Ao contrário do que acontece em ecrãs LED menor qualidade, onde o brilho das zonas claras tende a “verter” para as áreas escuras — criando um efeito de névoa ou halo em redor de objectos brilhantes —, a tecnologia SQD-Mini LED mantém um controlo rigoroso. Com cerca de 20 mil zonas de iluminação independentes e uma luminosidade que pode atingir os 10.000 nits, as imagens ganham uma tridimensionalidade que impressiona, mesmo em salas muito iluminadas. A parceria com a Bang & Olufsen para o sistema de som integrado reforça esta intenção de oferecer um pacote completo de luxo para o entretenimento caseiro.
A suavidade do papel com a qualidade do AMOLED
Se a tecnologia para a sala de estar se foca na escala e no impacto, a inovação no segmento móvel parece seguir um caminho de maior conforto e sofisticação visual. O PÚBLICO teve a oportunidade de ver um protótipo da tecnologia NXTPaper aplicada a painéis AMOLED — a tecnologia usada nos ecrãs dos telemóveis mais sofisticados — , e o resultado é surpreendente. Para quem passa horas a olhar para ecrãs, a sensação é de um descanso ocular imediato. O painel consegue replicar a textura e a ausência de reflexos do papel, mas sem sacrificar a saturação de cor e os pretos profundos que caracterizam o AMOLED.
Esta solução parece querer eliminar a barreira entre o digital e o analógico. O ecrã não parece ser a fonte de luz que nos atinge os olhos, mas sim uma superfície onde a imagem simplesmente existe, de forma natural. É uma evolução que poderá mudar a forma como interagimos com dispositivos de leitura e trabalho, tornando a experiência menos agressiva para a visão, sem perder a qualidade cinematográfica que a inteligência artificial ajuda agora a optimizar em tempo real.

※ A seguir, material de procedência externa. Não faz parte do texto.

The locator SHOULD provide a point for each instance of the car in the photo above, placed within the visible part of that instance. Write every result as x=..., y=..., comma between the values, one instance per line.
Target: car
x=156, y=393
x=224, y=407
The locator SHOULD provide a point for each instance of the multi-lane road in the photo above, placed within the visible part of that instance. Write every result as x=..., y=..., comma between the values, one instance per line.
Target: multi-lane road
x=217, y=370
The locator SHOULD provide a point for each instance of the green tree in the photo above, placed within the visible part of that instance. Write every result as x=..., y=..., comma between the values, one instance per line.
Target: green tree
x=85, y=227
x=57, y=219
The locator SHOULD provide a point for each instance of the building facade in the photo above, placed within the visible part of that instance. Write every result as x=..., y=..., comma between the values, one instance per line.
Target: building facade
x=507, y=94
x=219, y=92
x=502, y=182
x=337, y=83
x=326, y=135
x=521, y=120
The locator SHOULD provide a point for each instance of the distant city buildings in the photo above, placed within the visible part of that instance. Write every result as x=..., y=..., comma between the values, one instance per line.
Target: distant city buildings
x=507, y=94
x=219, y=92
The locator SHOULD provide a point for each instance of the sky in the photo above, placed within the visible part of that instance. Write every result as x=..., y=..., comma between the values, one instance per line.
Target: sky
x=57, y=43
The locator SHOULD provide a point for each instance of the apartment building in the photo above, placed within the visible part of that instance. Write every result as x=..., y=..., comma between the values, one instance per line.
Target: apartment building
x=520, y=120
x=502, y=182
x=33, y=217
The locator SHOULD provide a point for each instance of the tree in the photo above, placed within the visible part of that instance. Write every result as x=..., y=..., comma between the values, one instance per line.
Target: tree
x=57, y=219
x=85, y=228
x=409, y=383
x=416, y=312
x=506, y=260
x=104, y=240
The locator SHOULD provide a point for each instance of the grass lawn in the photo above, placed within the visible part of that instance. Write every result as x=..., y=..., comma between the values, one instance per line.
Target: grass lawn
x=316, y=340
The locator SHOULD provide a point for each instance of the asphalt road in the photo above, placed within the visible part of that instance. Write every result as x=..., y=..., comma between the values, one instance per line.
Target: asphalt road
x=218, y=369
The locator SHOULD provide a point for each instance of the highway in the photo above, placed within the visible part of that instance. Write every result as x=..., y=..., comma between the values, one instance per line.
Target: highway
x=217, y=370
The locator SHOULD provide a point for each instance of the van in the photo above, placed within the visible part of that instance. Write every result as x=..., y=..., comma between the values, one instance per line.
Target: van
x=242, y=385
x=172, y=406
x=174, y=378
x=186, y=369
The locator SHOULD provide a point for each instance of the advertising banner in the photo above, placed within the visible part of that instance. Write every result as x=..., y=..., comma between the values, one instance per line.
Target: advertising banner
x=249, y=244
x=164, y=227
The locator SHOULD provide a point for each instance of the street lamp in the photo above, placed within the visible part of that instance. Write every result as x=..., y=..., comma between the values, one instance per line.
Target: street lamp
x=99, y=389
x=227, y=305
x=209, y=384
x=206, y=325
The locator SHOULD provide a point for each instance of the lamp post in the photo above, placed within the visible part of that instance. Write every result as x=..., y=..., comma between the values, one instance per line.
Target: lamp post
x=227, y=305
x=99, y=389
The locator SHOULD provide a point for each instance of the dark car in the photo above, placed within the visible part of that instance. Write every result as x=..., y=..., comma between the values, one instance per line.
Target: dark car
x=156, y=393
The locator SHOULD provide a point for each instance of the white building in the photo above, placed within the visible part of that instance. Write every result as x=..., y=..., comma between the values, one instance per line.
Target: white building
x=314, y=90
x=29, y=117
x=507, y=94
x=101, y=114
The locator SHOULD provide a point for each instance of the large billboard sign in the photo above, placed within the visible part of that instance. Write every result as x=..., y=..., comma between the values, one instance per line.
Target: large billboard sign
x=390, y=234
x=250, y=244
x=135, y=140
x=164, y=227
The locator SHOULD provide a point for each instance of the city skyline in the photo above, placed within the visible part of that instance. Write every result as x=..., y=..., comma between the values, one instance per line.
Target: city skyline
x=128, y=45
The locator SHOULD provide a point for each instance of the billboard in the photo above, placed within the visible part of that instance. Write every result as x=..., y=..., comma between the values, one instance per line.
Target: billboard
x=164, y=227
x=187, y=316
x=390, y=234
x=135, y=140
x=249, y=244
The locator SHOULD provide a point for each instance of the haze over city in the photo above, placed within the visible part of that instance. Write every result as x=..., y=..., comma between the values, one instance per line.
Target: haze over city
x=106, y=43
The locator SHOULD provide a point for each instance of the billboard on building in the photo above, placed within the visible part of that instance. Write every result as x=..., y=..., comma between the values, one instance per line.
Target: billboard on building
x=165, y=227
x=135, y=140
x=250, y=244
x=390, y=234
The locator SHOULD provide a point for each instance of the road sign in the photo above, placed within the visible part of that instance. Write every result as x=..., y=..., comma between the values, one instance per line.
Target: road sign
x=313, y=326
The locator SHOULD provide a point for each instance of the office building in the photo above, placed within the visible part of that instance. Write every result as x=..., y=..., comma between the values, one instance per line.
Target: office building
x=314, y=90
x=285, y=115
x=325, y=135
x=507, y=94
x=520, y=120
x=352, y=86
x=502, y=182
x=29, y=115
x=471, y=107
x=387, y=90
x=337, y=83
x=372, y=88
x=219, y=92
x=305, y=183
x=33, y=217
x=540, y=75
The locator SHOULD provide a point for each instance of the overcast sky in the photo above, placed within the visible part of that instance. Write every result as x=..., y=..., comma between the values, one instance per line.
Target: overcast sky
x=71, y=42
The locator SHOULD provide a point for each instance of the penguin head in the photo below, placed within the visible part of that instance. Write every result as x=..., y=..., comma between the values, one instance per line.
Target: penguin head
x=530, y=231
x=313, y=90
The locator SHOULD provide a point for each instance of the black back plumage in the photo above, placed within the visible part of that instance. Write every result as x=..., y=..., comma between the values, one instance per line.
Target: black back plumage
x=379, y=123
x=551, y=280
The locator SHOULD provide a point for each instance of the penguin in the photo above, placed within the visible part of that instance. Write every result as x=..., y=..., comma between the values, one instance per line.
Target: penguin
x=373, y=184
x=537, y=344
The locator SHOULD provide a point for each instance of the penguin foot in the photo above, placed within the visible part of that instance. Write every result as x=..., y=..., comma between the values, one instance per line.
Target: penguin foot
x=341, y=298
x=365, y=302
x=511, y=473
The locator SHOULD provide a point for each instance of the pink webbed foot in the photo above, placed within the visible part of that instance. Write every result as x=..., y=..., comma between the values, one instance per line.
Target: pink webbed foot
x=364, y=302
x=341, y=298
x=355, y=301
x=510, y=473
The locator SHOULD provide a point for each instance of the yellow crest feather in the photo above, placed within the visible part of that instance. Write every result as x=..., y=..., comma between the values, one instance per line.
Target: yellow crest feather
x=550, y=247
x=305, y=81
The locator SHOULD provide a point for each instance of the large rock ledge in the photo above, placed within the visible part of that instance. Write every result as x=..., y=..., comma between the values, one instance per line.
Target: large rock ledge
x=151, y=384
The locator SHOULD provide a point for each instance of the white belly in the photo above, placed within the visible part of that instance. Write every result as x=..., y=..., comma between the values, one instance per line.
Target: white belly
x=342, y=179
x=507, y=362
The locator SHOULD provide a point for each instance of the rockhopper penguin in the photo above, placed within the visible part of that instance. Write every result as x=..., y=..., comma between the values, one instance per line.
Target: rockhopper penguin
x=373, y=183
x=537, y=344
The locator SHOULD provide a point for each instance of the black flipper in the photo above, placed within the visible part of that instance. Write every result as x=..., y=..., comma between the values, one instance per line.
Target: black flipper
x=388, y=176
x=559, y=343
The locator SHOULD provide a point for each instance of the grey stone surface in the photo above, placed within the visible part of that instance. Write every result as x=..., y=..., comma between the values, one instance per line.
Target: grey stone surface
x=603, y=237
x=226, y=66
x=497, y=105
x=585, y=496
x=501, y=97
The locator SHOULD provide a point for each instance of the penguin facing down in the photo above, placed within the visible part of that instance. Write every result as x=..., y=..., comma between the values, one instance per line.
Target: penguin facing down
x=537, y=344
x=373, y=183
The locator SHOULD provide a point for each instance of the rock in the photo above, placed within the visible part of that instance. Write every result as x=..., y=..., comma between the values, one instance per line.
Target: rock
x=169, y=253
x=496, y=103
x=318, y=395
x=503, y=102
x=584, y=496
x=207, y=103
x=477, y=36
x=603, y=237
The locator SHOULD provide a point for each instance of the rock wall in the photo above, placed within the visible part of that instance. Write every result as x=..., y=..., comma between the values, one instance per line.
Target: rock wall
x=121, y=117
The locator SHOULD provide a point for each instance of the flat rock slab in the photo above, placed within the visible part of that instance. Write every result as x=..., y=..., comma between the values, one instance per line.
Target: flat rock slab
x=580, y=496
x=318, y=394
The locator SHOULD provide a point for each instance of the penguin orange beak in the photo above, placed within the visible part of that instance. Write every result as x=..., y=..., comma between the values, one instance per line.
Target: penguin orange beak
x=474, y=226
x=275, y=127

Som sem fios que se adapta ao espaço
A terceira peça deste puzzle tecnológico centra-se na facilidade de utilização. Muitas vezes, a instalação de um sistema de som surround de qualidade é um quebra-cabeças de cabos e configurações complexas. A TCL apresentou uma solução elegante através das novas colunas Z100 com sistema Dolby Atmos Flex Connect. O conceito é simples: verificámos que sistema detecta automaticamente a posição de até quatro colunas na sala e faz o ajuste do som para criar um efeito tridimensional, independentemente de onde as colunas forem colocadas.
DR
A ligação é feita via Wi-Fi, o que liberta a casa da necessidade de passar fios entre o televisor e as colunas traseiras. Embora cada unidade ainda necessite de ser ligada a uma tomada eléctrica, a flexibilidade de posicionamento permite que o som se mova em redor do espectador de forma fluida, adaptando-se às características de cada divisão. É uma abordagem que privilegia a conveniência sem comprometer a fidelidade áudio que se espera de um sistema moderno.
Ecossistema em expansão acelerada
A estratégia da marca para 2026 estende-se muito além dos ecrãs. A apresentação em Paris incluiu uma incursão ambiciosa no mundo dos grandes electrodomésticos, desde frigoríficos com tecnologias de esterilização e muito espaço útil no interior, até máquinas de lavar e ar condicionados que prometem reduzir drasticamente o consumo de energia. Esta diversificação mostra que a TCL quer estar presente em todos os recantos da casa, utilizando a conectividade da aplicação TCL Home para unir todos estes dispositivos num ecossistema inteligente e eficiente.
A trajectória da empresa revela um amadurecimento claro. Ao investir em tecnologias proprietárias e ao estabelecer parcerias com nomes conceituados do áudio e da tecnologia, como a Google e a Bang & Olufsen, o grupo chinês posiciona-se como um dos actores mais relevantes na electrónica de consumo.